У ее дверей повторилась та же картина. Знатного мужа Ракузу и его зятя Якова Мольского прикончили Иоанн и Малюта. Женщин, которые содержались в темнице с детьми, не пощадили. И опять царь сорванным голосом вопил:
— Бей их! Не жалей!
С сидельцами третьей башни поступили не менее суровым образом. Там посекли всех до одного. Спаслись лишь спрятавшиеся среди тел слуга капитана Чичерского Андрей Мочаржевский и хлоп пана Страбского.
— Пировать! Пировать! — загалдела свита. — Пировать!
— Гойда! Гойда! — И царь присвистнул.
Понеслись пировать. Спрыгнув на землю перед Красным крыльцом кремлевского дворца, Иоанн, сузив глаза и нервно вздернув бородку, которую подстригал с особой тщательностью, как отец, великий князь Василий III Иванович, когда женился на его матери Елене Глинской, родственной по крови избиваемым полякам и литовцам, резко бросил через плечо Малюте:
— Пусть завтра похоронят этих нечестивых псов! И сровняют с землей! Папежники не люди! Чего вздумали: из киота драгоценные перлы выковырять! Ну я им покажу!
И показал! Ругаться над божественным ни один православный не позволит, а тем более — царь! Шляхта полегла почти сплошь. Андрея Мочаржевского на другой день поймали и расстреляли излука, а хлопу пана Страбского развалили голову шестопером. Маленькой худощавой польке удалось притаиться под телами иссеченных, но ее не пощадили: вытащили и убили ударом ножа.
За всей этой кровавой тризной внимательно наблюдал немец-опричник родом из Померании Альберт Шлихтинг, но о собственной роли в побоище он в своих записках предусмотрительно умалчивал. Впрочем, какой мемуарист сознается в преступлении, хотя преступлением стоит почитать одно присутствие при сем ужасном деле.

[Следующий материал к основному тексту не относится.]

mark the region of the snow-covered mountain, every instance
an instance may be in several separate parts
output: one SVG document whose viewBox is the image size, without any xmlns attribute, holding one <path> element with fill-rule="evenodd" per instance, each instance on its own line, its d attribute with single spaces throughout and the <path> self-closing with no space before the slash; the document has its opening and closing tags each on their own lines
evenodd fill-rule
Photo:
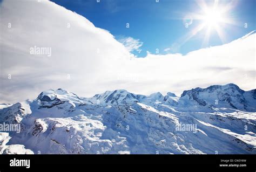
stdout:
<svg viewBox="0 0 256 172">
<path fill-rule="evenodd" d="M 255 154 L 256 90 L 230 84 L 149 96 L 89 98 L 58 89 L 3 105 L 2 154 Z"/>
</svg>

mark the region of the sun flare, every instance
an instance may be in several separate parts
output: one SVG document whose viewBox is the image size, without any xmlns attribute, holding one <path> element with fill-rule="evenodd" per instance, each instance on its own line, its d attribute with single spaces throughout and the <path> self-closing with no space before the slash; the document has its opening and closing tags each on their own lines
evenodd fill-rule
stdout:
<svg viewBox="0 0 256 172">
<path fill-rule="evenodd" d="M 225 16 L 217 9 L 211 9 L 203 17 L 204 24 L 208 27 L 218 26 L 220 23 L 225 22 Z"/>
<path fill-rule="evenodd" d="M 192 13 L 190 16 L 193 20 L 199 20 L 200 24 L 190 32 L 186 40 L 204 31 L 203 46 L 208 45 L 209 39 L 214 32 L 217 32 L 222 42 L 225 43 L 225 27 L 228 24 L 235 25 L 230 16 L 231 10 L 235 5 L 234 1 L 226 4 L 220 4 L 218 0 L 215 0 L 213 4 L 207 4 L 204 0 L 197 0 L 197 2 L 200 10 L 198 13 Z"/>
</svg>

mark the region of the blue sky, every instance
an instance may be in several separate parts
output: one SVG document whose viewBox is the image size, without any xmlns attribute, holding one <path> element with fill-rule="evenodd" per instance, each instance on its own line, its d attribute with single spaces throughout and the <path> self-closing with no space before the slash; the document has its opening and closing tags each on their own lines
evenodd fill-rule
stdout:
<svg viewBox="0 0 256 172">
<path fill-rule="evenodd" d="M 256 1 L 235 1 L 235 5 L 228 15 L 235 24 L 226 24 L 223 27 L 226 39 L 221 40 L 217 33 L 212 31 L 209 41 L 203 45 L 204 30 L 184 42 L 186 35 L 202 22 L 194 19 L 186 27 L 184 18 L 191 13 L 201 9 L 194 1 L 188 0 L 52 0 L 52 2 L 75 11 L 92 22 L 95 26 L 109 31 L 117 39 L 131 37 L 139 39 L 143 45 L 138 57 L 145 57 L 147 51 L 160 54 L 187 53 L 202 47 L 221 45 L 240 38 L 256 28 Z M 222 1 L 224 6 L 234 1 Z M 205 1 L 208 6 L 214 1 Z M 226 5 L 228 6 L 228 5 Z M 126 28 L 129 23 L 130 28 Z M 247 23 L 247 28 L 244 24 Z M 171 47 L 169 52 L 164 51 Z"/>
</svg>

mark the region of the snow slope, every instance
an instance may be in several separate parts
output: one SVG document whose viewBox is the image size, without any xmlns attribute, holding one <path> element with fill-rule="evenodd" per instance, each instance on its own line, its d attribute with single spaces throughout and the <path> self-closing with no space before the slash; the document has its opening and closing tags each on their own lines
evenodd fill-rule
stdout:
<svg viewBox="0 0 256 172">
<path fill-rule="evenodd" d="M 50 90 L 0 110 L 0 123 L 22 126 L 0 133 L 11 137 L 1 153 L 14 152 L 6 146 L 31 153 L 25 146 L 42 154 L 255 154 L 255 93 L 233 84 L 180 97 L 116 90 L 86 98 Z M 179 129 L 183 124 L 196 127 Z"/>
</svg>

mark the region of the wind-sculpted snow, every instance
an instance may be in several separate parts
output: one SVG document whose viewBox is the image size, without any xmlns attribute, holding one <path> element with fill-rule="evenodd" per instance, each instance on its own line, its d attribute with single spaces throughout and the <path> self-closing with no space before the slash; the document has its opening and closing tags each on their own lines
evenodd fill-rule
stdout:
<svg viewBox="0 0 256 172">
<path fill-rule="evenodd" d="M 0 132 L 0 152 L 255 154 L 255 93 L 233 84 L 181 97 L 116 90 L 85 98 L 50 90 L 2 106 L 0 123 L 21 130 Z"/>
</svg>

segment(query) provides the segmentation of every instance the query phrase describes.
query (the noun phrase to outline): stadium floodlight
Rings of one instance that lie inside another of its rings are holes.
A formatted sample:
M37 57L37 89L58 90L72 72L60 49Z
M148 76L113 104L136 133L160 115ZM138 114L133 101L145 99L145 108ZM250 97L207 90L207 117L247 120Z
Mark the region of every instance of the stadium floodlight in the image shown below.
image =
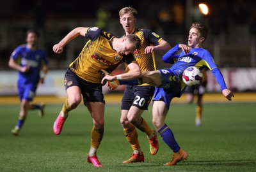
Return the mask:
M203 15L207 15L209 13L209 8L208 6L205 4L199 4L199 10Z

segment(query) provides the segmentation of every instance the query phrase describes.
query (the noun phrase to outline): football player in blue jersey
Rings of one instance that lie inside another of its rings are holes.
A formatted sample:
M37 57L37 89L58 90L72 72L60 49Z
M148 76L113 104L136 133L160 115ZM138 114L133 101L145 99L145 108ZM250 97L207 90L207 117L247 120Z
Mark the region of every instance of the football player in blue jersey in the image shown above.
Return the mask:
M48 60L44 51L38 48L39 33L28 30L26 44L17 47L11 55L9 66L19 71L17 87L20 100L18 122L12 133L19 136L20 130L29 110L38 110L39 116L44 115L44 104L33 104L39 83L43 83L48 71Z
M196 118L195 125L199 127L201 125L201 120L203 114L204 103L203 97L206 91L206 85L207 84L207 76L206 70L201 71L204 75L204 80L199 85L188 86L185 90L186 100L189 104L193 103L195 96L197 97L196 101Z
M188 35L188 45L178 44L163 56L163 61L172 64L170 69L142 73L142 78L127 82L129 85L147 83L157 87L153 98L152 122L164 142L172 150L173 155L164 166L175 165L186 159L188 153L180 148L172 130L164 122L173 98L180 97L186 87L182 81L182 73L189 66L196 66L200 69L209 68L218 82L222 94L228 101L234 97L227 89L224 78L210 52L202 48L208 33L207 28L201 23L193 23ZM180 49L182 52L176 54ZM116 76L106 75L102 80L108 80L108 84L116 80ZM124 82L123 82L124 83Z

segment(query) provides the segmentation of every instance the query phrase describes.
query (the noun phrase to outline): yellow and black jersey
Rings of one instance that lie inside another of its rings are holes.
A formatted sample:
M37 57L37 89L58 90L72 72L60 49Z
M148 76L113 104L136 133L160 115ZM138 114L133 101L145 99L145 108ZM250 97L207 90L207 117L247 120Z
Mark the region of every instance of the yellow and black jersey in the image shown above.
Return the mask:
M141 41L140 49L137 49L134 52L134 55L138 62L141 71L152 71L156 70L155 54L145 54L145 48L148 46L157 45L159 42L163 39L156 33L143 29L136 29L133 34L139 37ZM128 70L127 69L127 70ZM145 85L147 84L143 84Z
M99 83L101 82L100 69L111 72L120 63L129 64L134 61L132 55L118 55L111 46L111 41L115 36L101 29L88 28L85 37L90 40L69 68L86 81Z

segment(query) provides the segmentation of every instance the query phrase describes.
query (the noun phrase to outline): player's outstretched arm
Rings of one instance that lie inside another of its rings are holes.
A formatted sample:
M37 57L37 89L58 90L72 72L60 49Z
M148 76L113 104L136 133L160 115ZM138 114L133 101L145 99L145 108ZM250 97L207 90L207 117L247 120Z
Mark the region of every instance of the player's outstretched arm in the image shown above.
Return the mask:
M232 101L232 97L235 97L233 93L228 89L223 90L222 94L229 101Z
M59 43L56 44L52 47L52 50L56 54L61 54L63 52L64 47L72 39L81 35L85 36L88 27L79 27L71 31Z

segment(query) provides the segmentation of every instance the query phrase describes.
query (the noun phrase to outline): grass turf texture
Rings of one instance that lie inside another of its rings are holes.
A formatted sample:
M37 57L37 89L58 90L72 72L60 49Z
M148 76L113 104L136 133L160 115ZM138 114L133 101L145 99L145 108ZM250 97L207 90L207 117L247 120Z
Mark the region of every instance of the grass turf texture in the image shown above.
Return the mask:
M166 119L180 146L189 154L174 166L163 164L172 152L158 135L159 150L151 155L144 133L138 131L145 162L124 164L132 149L120 124L120 106L106 105L105 133L97 155L103 168L86 161L91 117L80 104L55 136L52 124L62 104L47 104L45 115L29 111L19 136L10 131L19 105L0 105L0 171L255 171L255 103L205 104L202 125L195 126L195 104L173 104ZM153 128L152 106L143 117Z

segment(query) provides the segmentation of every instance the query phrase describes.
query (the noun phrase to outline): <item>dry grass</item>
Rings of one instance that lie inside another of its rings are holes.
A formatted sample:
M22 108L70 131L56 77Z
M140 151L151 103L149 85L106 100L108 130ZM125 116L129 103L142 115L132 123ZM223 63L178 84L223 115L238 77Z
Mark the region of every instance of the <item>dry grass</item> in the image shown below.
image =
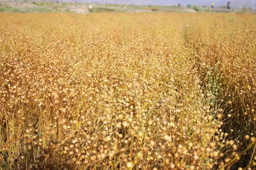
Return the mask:
M2 168L255 168L255 15L0 20Z

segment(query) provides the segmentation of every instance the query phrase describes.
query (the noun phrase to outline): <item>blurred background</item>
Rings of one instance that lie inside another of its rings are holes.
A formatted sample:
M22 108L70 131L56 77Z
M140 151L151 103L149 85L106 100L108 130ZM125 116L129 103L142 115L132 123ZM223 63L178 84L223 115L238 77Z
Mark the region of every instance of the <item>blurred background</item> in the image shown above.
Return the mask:
M0 0L0 12L255 13L256 0ZM88 7L82 7L85 5Z

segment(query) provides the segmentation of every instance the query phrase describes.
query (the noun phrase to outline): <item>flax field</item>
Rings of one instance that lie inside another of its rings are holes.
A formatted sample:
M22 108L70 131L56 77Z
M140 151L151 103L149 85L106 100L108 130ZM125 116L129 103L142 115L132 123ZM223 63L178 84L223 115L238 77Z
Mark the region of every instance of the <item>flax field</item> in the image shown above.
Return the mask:
M1 169L256 168L256 15L0 13Z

Ну да ладно! Новгородцев избил, облыжно обвинив в измене, Алексея Даниловича Басманова, соратника давнего, так или иначе умертвил, боярскую верхушку и князей родственной крови уничтожил, талантливых интеллектуалов, таких как Иван Висковатов и Никита Фуников, дотла истребил — оправдать нельзя, как пытался Сергей Эйзенштейн, прибегая к фигуре умолчания и иными способами искажая действительность, но понять цепь этих преступлений еще как-то удается: боялся, ненавидел, по-своему смотрел на будущее России и собственного уже не монархического, а тоталитарного, диктаторского режима — и массу добавочных причин отыскать можно, в том числе и религиозного порядка, однако зачем он князя Афанасия Вяземского жизни лишил — друга верного, давнего и незаменимого?! Неужто за то, что архиепископа Пимена предупредил князь о грозящей опасности? Или за то, что женился на сестре Никиты Фуникова? Да велики ли грехи человеческие? Ведь князь шагов к спасению пастыря не совершал. Просто напомнил старцу об осторожности. Нет, не велико преступление. И поначалу Иоанн колебался — какую участь приготовить тому, кого любил и кем якобы был уязвлен. Царь не прощал ни малейшего уклонения. В подобной неверности Малюта, например, никогда не замечался. Иоанн раньше княжеского брата уничтожил, затем жену — урожденную Фуникову — на воротах вздернул и холопов дворовых перебил. Вяземский не дрогнул, вел себя, будто ничего не случилось. Но когда Малюта послал за ним по приказу царя, выяснилось, что Афанасий Иванович скрылся. Через пару-тройку дней опричный голова Григорий Ловчиков, который и прежде доносил на своего начальника, вынюхал, что князь спрятался у близкого Иоанну человека, придворного врача Лензея. Один давно, выходит, готовил убежище, другой бесстрашно предоставил его. Вяземского схватили и передали в руки бывших подчиненных. Били князя палками нещадно по пяткам, вымогая денег, при стечении московского мрачно взирающего на экзекуцию люда. Истерзанный князь каждодневно платил требуемую сумму и указывал, где скрыты главные его богатства. И других будто бы своих должников втянул Афанасий Иванович в расследование. Не помогло!
— В железа его — и на Волгу, в посад Городецкий! — распорядился не моргнув глазом царь.
Дружба дружбой, а политика политикой. Однажды заколебался — нет тебе прощения.
В тюрьме князь и отдал Богу душу.
— Будет знать, как царю изменять! — сказал Малюта опричным слугам. — Государь пресветлый, живи тысячу лет!
— Живи и здравствуй, преблагий царь! — завопили громко в ответ опричники, надсаживая глотки (поленишься — пожалеешь).